Most table-examples you see are simplistic, and do not show the real conditions that arise when trying to do something robust in a table. A realistic table-example is my Palm-models (mobile before Mobile) feature-chart. It doesn’t fit on the screen. Scroll-bars don’t serve as nice for sprawling tables, as they do for long pages or over-sized images.
This plugin advertises itself as a web-interface for a spreadsheet. That’s why it’s constantly trying to update the table. It’s meant to let you continue working real-time in your spreadsheet-program, which is auto-saving to a CSV export-file, which Sortable Tables is using to update a table on your page. (Your spreadsheet might even be auto-editing itself, from various sources online.)
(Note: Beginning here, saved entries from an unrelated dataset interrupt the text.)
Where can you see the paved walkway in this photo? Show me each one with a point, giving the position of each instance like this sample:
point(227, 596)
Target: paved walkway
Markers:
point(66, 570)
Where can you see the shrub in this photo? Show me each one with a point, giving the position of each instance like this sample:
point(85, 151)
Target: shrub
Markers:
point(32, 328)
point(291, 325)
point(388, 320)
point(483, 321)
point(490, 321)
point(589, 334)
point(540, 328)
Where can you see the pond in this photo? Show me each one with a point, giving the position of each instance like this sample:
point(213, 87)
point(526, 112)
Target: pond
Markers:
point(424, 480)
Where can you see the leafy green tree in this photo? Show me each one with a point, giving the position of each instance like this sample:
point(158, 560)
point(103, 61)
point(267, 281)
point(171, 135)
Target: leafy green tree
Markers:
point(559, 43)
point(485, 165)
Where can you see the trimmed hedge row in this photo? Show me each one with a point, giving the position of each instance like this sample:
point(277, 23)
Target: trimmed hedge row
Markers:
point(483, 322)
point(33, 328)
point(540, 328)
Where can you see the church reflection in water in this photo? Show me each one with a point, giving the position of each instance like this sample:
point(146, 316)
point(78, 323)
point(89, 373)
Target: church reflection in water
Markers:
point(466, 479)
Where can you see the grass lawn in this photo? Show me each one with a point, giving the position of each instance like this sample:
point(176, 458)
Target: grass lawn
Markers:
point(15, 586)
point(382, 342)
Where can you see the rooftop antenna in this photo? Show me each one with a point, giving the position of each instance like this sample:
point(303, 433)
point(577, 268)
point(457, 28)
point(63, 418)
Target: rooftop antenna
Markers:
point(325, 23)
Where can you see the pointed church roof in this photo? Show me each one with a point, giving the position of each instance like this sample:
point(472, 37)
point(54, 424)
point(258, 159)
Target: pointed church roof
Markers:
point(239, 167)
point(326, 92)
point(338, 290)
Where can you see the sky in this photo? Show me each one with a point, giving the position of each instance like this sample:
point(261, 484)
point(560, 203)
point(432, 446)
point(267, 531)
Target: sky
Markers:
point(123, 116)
For fast-moving financial information, election-returns etc, the auto-update could be very handy. Crucial even. For a lot of our normal content, though, this is going to be borderline nuts.
Not every table benefits from being sortable, either. An ‘informed’ ordering by a knowledgeable author can be the ‘right’ order, and value of the content is only degraded by changing it. But the sort-options does give tables some new legs. It can make it easier to find target-features in the Palm-chart.
In an effort to suppress the use of tables for page-presentation, there arose an ‘active’ deprecation-bias of tables, across the board and for any purpose. Tables acquired a whiff of evil, no matter what you were using them for.
But in reality, tables are an extremely adroit tool … and it’s no big surprise that there is a seeming (re)discovery of their power, as we watch a broad rebound of tables.